Terrance doesn't have time to go on a magical quest: he's late for his job as a computer programmer. But when he gets to work, he suddenly notices things he hadn't seen before. Like the fact that his boss is a demon with scaly skin, horns, and bloodstained fangs. Or that an "unnamed thing below" feasts on human victims in an arena filled with people absorbed in their cell phones.
Set up on a blind date with a perky blonde named Shannon, Terrance finds that she is wearing a full suit of armor complete with a helmet and sword. "I'm a Sister of Torment," she explains. "We're a group of women who serve the Darkness." Terrance can't help wondering how such a nice, attractive girl ended up beheading people with an ax.

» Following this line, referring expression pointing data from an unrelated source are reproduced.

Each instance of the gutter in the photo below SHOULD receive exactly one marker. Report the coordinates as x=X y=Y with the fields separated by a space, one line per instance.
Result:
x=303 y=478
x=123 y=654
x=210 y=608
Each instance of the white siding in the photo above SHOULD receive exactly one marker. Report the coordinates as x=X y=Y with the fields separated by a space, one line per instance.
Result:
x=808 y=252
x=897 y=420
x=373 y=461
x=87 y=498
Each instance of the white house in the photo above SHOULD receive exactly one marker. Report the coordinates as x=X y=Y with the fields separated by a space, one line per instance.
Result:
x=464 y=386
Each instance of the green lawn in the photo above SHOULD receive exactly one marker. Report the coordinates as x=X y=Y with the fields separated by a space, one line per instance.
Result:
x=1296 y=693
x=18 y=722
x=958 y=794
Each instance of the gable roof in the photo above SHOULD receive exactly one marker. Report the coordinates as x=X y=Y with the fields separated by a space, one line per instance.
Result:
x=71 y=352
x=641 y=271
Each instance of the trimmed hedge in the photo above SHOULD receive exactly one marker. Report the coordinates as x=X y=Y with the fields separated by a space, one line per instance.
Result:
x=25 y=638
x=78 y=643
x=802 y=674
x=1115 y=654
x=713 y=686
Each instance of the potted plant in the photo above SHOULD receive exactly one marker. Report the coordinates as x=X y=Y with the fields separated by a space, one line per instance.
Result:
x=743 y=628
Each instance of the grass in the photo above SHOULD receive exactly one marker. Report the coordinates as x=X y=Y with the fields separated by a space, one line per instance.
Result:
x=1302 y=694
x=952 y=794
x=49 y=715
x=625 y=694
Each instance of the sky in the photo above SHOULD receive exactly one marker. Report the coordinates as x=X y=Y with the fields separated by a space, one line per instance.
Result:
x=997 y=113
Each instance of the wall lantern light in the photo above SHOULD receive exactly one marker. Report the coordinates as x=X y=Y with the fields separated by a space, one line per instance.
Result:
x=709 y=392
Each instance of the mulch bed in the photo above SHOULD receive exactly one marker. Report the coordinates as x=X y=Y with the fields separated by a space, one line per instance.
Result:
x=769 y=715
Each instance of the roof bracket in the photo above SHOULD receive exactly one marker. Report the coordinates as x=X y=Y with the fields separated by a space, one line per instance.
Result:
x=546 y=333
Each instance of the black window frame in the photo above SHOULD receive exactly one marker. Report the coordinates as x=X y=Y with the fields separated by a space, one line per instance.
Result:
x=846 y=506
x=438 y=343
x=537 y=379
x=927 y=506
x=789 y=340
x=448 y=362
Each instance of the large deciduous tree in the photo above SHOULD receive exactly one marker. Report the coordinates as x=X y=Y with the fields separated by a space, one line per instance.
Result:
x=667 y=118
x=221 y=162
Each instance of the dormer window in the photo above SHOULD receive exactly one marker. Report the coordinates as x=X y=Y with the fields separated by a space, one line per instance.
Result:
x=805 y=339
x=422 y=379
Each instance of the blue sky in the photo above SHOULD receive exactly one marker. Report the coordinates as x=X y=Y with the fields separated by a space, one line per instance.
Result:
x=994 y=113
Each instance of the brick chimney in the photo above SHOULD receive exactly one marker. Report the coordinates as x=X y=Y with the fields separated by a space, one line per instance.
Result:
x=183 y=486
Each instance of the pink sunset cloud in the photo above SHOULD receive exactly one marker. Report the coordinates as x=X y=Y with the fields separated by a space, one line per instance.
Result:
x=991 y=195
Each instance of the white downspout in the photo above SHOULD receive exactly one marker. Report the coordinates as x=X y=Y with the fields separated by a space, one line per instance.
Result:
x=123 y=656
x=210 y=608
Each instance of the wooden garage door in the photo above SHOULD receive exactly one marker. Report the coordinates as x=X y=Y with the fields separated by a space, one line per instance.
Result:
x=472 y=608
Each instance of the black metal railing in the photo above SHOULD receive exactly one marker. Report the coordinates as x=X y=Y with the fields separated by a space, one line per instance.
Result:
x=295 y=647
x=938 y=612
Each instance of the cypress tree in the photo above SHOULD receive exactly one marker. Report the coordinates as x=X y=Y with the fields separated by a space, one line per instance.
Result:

But their budding romance is complicated when Terrance is recruited by The Infinite, a shadowy group that is at war with the Sisters of Torment and their demonic overlords. Will Terrance join them? Or will he try to return to his old life and forget the evidence of his now-awakened senses? Faeries, elves, warriors, mermaids, and his dark-souled girlfriend will help him decide.
If JRR Tolkien and Mike Judge got drunk and wrote a book together with the sole purpose of making it epix\c, it might be Sidequest. With cleverly written dialog and dry humor set against a fantastical, apocalyptic backdrop, Sidequest reads like an episode of Silicon Valley that cross bred with Lord of the Rings.
A hilarious, fun and exciting ride, Sidequest possesses a wry hilarity, lovable characters and a plot that starts mundane and turns gargantuan in its scope.
I'm not one who is into typically geeky things, but I geeked out when I read Sidequest. It possesses a love for and sense of humor about its subject matter reminiscent of Ready Player One.
It's like Office Space meets World of Warcraft, and it's a total blast.
It's a thrill to find a book that both makes you laugh out loud and grips you with its pacing. Sidequest doesn't let up and it takes you on a sprawling adventure from the office of guy who writes computer code to the apocalypse. Fleming tells a tale that is witty, out of its mind while at the same time deep. There is a meaning behind the madness and it is a blast to watch it unravel.
-Ethan Nicolle (Axe Cop, Bearmageddon)
"Starts off in a world much like our own, where the woman in HR sets you up for a date with a demon slayer, and the boss holds human sacrifices in the basement. And then it gets weird."
-- Michael Z. Williamson
"Frank Fleming's writing is a delight and kept me sane through some pretty dark times. Read. Enjoy."